Après le travail, après l'école…

L’hymne à la joie, toujours renouvelé au Japon

Culture Vie quotidienne

À chaque fin d’année, la symphonie nº 9 de Beethoven est jouée dans tout le Japon. Pourquoi ici, dans cette île si éloignée du pays natal du compositeur, cette œuvre est-elle chantée en allemand tous les ans ? Qu’est-ce qui, dans la 9e, attire les Japonais ? Nous sommes allés à la rencontre d’une chorale en répétition.

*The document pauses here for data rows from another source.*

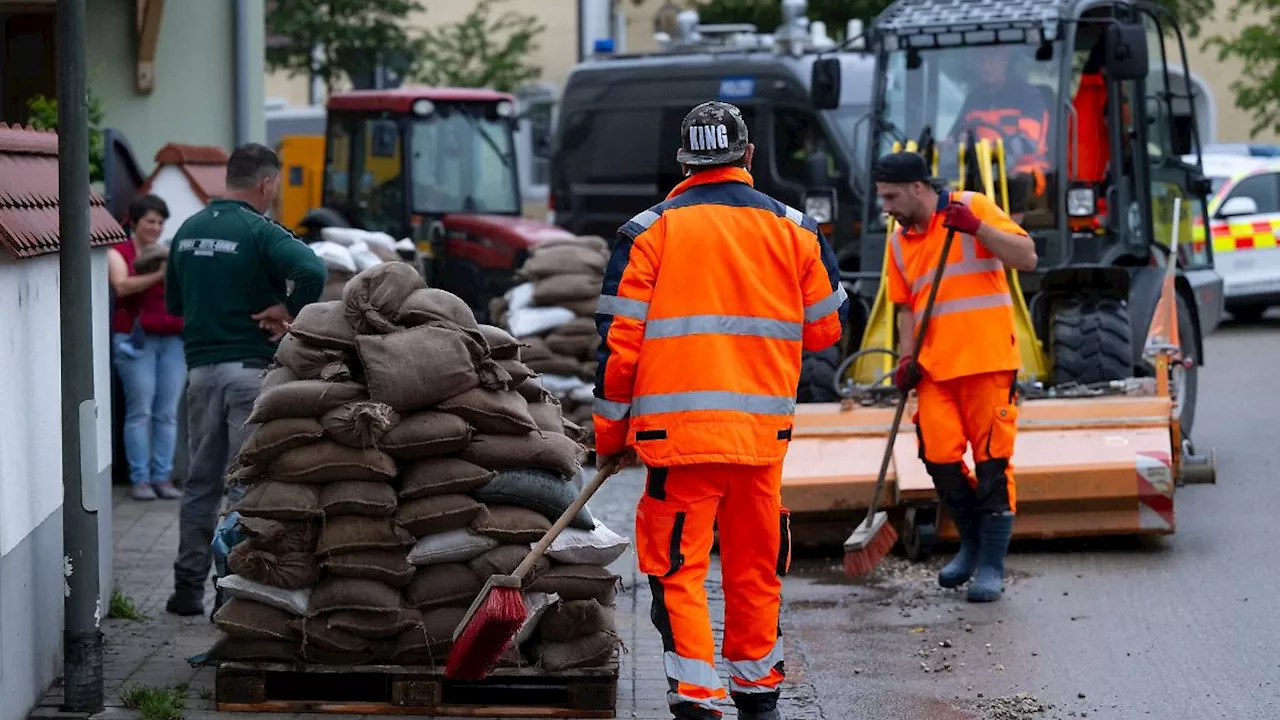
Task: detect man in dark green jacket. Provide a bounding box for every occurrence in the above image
[165,143,328,615]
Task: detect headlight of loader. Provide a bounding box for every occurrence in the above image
[804,192,836,225]
[1066,187,1097,218]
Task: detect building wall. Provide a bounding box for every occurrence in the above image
[87,0,266,172]
[0,250,111,720]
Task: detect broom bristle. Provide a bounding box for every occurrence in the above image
[444,587,529,680]
[845,523,897,578]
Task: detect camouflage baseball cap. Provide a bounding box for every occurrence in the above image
[676,101,746,165]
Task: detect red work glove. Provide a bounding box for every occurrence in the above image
[942,202,982,234]
[893,355,920,392]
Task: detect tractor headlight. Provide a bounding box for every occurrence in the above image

150 représentations : la 9e, un classique de fin d’année

La symphonie nº 9 de Beethoven est mondialement connue. En Europe, on apprécie en particulier l’Ode à la joie du quatrième mouvement, qui est d’ailleurs l’hymne européen officiel. Dans l’Archipel aussi, cette œuvre est tellement connue qu’on l’appelle simplement « Daïku (la 9e) », mais la passion des Japonais pour ce morceau peut paraître étonnante aux yeux des étrangers.

La passion dévorante des Japonais pour la 9e est évidente au vu du nombre de représentations données et du large public qu’elle touche. Et la fin de l’année s’accompagne d’un nombre incroyable de concerts dans les moindres recoins de l’archipel. Des orchestres nationaux les plus prestigieux, comme le Nouvel orchestre philharmonique du Japon qui compte Ozawa Seiji comme chef d’orchestre honoraire, aux plus petites formations d’amateurs, tous jouent la 9e. En fin d’année, on dénombre plus de 150 représentations différentes. Ces dernières années, les événements de grande envergure, comme la 9e chantée par un chœur de dix mille personnes, rencontrent un important succès. Il existe même des chorales d’amateurs qui le chantent depuis plus de 40 ans. Le succès de ce morceau dépasse les générations.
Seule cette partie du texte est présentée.